We didn’t have wifi when it happened, but as soon as we woke up Sunday, September 22, another American at our hostel in Kampala, Uganda, informed us about the Al Shabab shootings at Westgate Mall in Nairobi the day before. She had been traveling around Kenya and Uganda doing academic research for a while.
“This scares me more than 9/11 did,” she said. “I mean, those weren’t very close to home for me,” — she was from the Midwest — “but Westagate Mall on a Saturday afternoon? Sure! If I had been in Nairobi, it’s very likely I would have been there.”
That seemed to be the part that got under people’s skin the most. The mall had been seen as a safe haven, free from the pickpocketing and street crime Nairobi is (unfortunately) notorious for — and it had been a place that we, as average nobodies, could have likely been. Learning about the shooting left a grim shadow on our day. We suddenly felt wary of crowded spaces and wanted to get out of the city.
When we eventually left the hostel, it seemed impossible to escape the news.

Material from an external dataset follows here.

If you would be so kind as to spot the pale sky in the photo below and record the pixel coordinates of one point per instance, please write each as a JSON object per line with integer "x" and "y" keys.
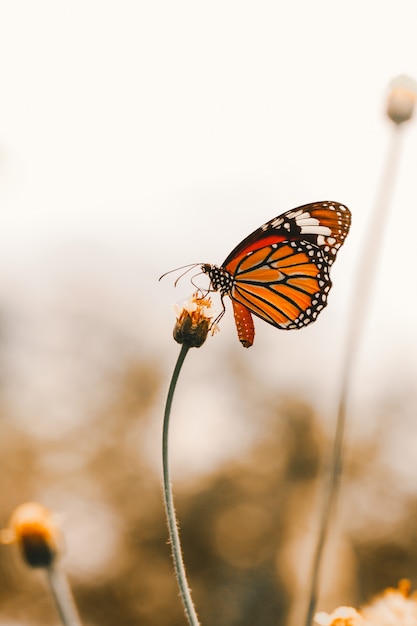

We stared at a TV screen in a supermarket soon after four women escaped from the mall, and we stood still and attentive, silently listening as a reporter interviewed one of them.
- “God was with me…until about 11 o’clock when I locked myself in my office,” one of the women, a Kenyan, said. She looked tired and frazzled.
“How did you manage to escape?” Asked the reporter.
“I hid under a trolly.”
I was impressed. I don’t think that would’ve been my first instinct.
After a few minutes, we moved on, distracting ourselves with an art festival and lunch at a nice cafe, but still the TVs always seemed to be on somewhere in the background. Eventually, at dusk, a Kenyan band took the stage at the festival and called for a minute of silence.
“And thank you Kampala for all your support,” the singer said. The part of the audience who were paying attention clapped. It was the first moment I really felt Kampala, and possibly Uganda, were suffering through the tragedy with their neighbors.
A similar incident happened in 2010 in Kampala when a suicide bombing occurred during a heavily attended soccer match. Kenya stepped up to support their neighbor just as Uganda was doing for Kenya now. I realize the artificially drawn borders of the two countries never instantly made them two totally different places (they were drawn through tribal lines and it’s quite easy to find people from one tribe in both Kenya and Uganda), but nonetheless it warmed my heart to see such camaraderie and neighborly respect between two nations.
We left for the bush the next day.
By the time we came back, the death toll had risen to 72 and the mall had almost been cleared. Vendors selling newspapers in the streets shoved the headlines in our faces, held them up to our car window. I remember several images quite clearly, since unlike in America, it’s acceptable to put a gory photo on the front page of a newspaper in most other parts of the world. I remember one woman, who looked like she was screaming, lying face up on the ground. I remember another image of a police officer crawling on the floor pointing an AK-47 ahead of him, the body of a woman holding her purse (she looked like she had simply tripped and fallen) nearby.
I still felt ill at ease about the situation. We’d gotten word of increased security, and our plans only had us passing through Nairobi briefly, so I was never worried for my own personal safety. But having reminders of the shootings all around me made me constantly think, “Why would anyone see this as the right solution to any problem?”
Apparently, five days was enough time for others to feel just fine about it. At a comedy show later that evening, they were already making jokes.
“Oh my god, this would never happen with Ugandans. Ugandans could never be terrorists…you want to know why? Well you take a person from the coast and…” he proceeded to mock the laziness and lack of cooperation of certain tribes in Uganda (but in the Ugandan language, so I didn’t understand). I only understood one of the jokes, about one group of Ugandans who, if terrorists, would show up on the day of the suicide bombing and say, “Wait — whaat?!? I have to die for this?!? Then how am I going to get paid? No no, my family can’t get the money! I need to get the money!” If only they had been the ones hired on.
Several days later we were in Nairobi. Some family friends told me they had gone to a funeral that week for a relative of the president who had been killed in the mall.
- “Did you know anyone else?”
“Well, a friend’s daughter and her fiancé.”
Twelve hours later, an Indian man on our plane out of Kenya told us he’d eaten breakfast with his family at the mall that day, and a good friend of his had been shot in the leg as he crawled out of the building, only a few meters from freedom. Then he smiled, and wished us safe travels in Ethiopia.
That seemed to be enough information to disclose to two strangers, two outsiders to whom the tragedy would never belong, regardless of how deeply it affected us while we were there.